Heat shock and cadmium sulfate change the alternative splicing pattern of the adenovirus E1A minigene. (A) Schematic representation of the alternative spliced isoforms of E1A pre-mRNA. The major isoforms 9S, 12S, and 13S are generated by alternative selection of the 5′ splice sites. The minor isoforms 10S and 11S involve the usage of additional internal 3′ splice sites. Sizes, in base pairs, of the corresponding RT-PCR products obtained with the use of the E1A-569 and E1A-1315 primers are shown. (B) In vivo alternative splicing of E1A pre-mRNA is affected by heat shock and by cadmium sulfate. The pCMVE1A plasmid containing the E1A minigene was transfected in HeLa cells.
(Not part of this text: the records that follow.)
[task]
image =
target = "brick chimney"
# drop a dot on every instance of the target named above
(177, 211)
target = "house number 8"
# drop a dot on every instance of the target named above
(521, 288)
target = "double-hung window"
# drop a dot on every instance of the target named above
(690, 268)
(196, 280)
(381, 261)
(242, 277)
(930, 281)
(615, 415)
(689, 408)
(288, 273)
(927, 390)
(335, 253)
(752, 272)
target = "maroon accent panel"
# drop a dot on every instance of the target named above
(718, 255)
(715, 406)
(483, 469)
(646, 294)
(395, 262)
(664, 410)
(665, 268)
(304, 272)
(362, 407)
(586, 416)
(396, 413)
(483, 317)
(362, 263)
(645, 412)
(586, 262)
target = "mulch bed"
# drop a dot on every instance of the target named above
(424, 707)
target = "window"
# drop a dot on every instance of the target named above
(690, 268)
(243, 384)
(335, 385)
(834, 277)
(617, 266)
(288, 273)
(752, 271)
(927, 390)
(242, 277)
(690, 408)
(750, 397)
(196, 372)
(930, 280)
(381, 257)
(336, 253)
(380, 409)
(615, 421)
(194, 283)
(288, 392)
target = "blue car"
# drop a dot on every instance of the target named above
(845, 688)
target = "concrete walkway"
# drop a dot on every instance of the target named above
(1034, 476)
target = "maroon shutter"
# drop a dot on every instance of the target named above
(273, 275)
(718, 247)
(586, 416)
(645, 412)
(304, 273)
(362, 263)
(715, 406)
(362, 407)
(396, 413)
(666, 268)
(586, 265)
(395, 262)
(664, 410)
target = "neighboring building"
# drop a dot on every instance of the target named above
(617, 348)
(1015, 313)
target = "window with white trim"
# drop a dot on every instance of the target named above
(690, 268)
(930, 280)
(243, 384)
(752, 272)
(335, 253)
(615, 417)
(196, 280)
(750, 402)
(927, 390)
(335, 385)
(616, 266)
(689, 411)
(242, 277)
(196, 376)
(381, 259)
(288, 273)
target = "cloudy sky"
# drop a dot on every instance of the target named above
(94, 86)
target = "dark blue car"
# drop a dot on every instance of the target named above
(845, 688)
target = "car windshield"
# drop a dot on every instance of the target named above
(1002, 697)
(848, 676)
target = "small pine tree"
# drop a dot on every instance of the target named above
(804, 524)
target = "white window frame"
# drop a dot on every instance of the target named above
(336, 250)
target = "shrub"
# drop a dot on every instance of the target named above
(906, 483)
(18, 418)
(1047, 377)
Twenty-four hours after transfection total RNAs were extracted from unstressed cells (37°C) or from cells heat-shocked for 1 h at 42°C. RNAs were also prepared from cells allowed to recover 1, 2, 4, or 6 h at 37°C after heat shock. RNAs were also extracted from cells treated for 3 or 5 h with 30 μM of cadmium sulfate, another induced of HAP bodies. RNA were analyzed by RT-PCR with E1A-569 and E1A-1315 primers. RT-PCR products were resolved on 5% polyacrylamide gel and detected by autoradiography. (C) ImageQuant PhosphorImager quantification of the major E1A isoforms: white bars, light gray bars, and dark gray bars, represent 13S, 12S, and 9S molecules, respectively. Percentages of the three isoforms are the average of at least three independent experiments. Error bars are shown.